Die Gespräche sind vertraulich, Anonymität ist eine Option

„Die Anonymität lassen wir bewusst offen“, erklärt Schramm. Inwiefern man seinen Namen nennt oder sich später persönlich begegne, sei Anrufer und ehrenamtlichen Gesprächspartner überlassen. Nach einem Vorgespräch werden die Anrufer mit einem möglichst passenden Ehrenamtlichen in Kontakt gebracht. Sollte die Wahl nicht gelungen sein und es zwischenmenschlich nicht passen, sei ein Wechsel jederzeit möglich.

Dass sich bislang kaum jemand bei „Hör Mal“ gemeldet hat, verwundert Diakon Schramm nicht: „Für manche ist der Postbote der einzige soziale Kontakt am Tag. Viele Familien leben breit gestreut und es gibt reichlich Single-Haushalte. Gerade für zurückhaltende Menschen ist es schwierig, jemand Fremdes anzusprechen.“

Um einsame Menschen erreichen zu können, sei auch die mithilfe von Nachbarn, Verwandten und Bekannten wichtig, um auf Projekte wie „Hör Mal“ aufmerksam zu machen, so Schramm.

Das Projekt „Hör Mal“ ist erreichbar über das Evangelische Gemeindebüro Euskirchen, Tel. 0 22 51/ 8133 20, oder das Katholische Pastoralbüro unter Tel. 0 22 51/77 62 60.


Projekte werden vom Land gefördert

Gemäß einem Gutachten aus dem vergangenen Jahr, das in den Abschlussbericht der Enquete-Kommission des nordrhein-westfälischen Landtags zum Thema Einsamkeit eingeflossen ist, ist jeder siebte Mensch im Kreis Euskirchen einsam.
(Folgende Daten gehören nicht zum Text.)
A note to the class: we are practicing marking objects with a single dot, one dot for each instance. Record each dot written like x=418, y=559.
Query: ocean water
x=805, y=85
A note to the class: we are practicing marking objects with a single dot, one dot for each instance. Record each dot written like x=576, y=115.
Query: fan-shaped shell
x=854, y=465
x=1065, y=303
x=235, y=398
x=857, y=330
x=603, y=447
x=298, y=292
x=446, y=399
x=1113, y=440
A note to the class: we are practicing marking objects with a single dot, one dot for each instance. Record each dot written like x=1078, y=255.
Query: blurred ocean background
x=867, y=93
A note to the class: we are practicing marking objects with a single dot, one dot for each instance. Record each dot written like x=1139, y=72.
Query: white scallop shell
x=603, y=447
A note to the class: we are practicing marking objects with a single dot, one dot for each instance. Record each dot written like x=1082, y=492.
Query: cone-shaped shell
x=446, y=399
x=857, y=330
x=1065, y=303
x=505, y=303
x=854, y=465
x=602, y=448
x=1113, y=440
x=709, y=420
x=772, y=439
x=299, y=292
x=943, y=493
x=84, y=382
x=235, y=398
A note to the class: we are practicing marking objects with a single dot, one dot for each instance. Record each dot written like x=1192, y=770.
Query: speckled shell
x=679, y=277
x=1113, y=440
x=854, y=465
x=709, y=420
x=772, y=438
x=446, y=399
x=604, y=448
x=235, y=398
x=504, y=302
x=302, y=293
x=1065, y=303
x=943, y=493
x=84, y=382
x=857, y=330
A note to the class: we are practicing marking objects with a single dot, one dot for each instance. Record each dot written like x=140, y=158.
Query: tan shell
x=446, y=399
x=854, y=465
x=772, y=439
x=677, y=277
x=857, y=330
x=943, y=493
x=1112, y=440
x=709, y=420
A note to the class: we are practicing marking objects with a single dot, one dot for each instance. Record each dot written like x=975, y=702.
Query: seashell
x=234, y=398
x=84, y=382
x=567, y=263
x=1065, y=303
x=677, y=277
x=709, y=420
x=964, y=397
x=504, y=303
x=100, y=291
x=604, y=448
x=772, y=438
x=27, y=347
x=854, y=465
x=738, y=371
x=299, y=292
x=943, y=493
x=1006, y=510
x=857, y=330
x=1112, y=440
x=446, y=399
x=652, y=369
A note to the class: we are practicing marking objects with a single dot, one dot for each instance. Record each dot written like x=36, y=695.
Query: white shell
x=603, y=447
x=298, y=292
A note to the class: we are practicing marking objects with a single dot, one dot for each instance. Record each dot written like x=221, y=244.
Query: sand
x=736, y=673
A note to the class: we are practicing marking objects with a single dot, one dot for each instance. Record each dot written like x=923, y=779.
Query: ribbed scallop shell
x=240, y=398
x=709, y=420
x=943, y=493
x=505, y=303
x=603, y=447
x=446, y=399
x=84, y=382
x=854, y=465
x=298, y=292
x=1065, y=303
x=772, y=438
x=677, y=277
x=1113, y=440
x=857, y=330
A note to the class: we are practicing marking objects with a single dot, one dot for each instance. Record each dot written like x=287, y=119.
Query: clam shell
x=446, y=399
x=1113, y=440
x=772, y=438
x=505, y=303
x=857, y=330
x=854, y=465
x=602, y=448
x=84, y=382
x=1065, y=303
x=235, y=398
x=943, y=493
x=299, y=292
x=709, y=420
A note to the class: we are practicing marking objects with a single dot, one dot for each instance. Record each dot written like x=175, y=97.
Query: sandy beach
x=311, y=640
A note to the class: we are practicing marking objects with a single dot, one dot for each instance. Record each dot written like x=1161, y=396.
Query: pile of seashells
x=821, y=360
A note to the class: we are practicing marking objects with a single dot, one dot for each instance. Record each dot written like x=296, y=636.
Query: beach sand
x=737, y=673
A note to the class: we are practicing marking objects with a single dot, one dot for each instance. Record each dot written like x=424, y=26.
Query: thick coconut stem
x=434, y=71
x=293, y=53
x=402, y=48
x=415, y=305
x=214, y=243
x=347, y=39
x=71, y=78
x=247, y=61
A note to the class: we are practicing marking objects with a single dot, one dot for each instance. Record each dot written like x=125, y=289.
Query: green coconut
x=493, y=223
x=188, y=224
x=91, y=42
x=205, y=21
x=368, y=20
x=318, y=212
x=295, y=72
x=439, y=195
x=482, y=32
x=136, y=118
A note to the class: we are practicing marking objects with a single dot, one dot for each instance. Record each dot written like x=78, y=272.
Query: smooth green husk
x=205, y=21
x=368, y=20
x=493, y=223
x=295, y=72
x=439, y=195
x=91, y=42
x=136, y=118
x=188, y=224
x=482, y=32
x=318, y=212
Die Betroffenen gehören keiner bestimmten Gruppe an. Einsamkeit ist demnach längst kein exklusives Problem älterer Menschen. Das belegt auch eine Studie im Auftrag der Landesregierung Nordrhein-Westfalens von Ende vergangenen Jahres. Die Studie kommt zu dem Ergebnis, dass etwa jeder fünfte ältere Jugendliche oder junge Erwachsene in NRW sich einsam fühlt.

Die Landesregierung NRW fördert unter dem Thema „Miteinander engagiert – Du+Wir=Eins. Nordrhein-Westfalen gegen Einsamkeit“ Projekte, die sich an einsame Menschen richten oder für das Thema Einsamkeit sensibilisieren. Im Rahmen des Förderprogramms „2000 x 1000 Euro für das Engagement“ sind Engagierte, Vereine und zivilgesellschaftliche Organisationen sowie Initiativen mit passenden Projekten aufgerufen, sich um eine Förderung zu bewerben.

Natürliche und juristische Personen in NRW können noch bis zum 1. November einen Antrag auf Förderung stellen. Die Beantragung erfolgt über ein Onlineformular im Förderportal. Hier müssen die geplanten Maßnahmen kurz beschrieben und eine Aufstellung der förderfähigen Ausgaben erstellt werden.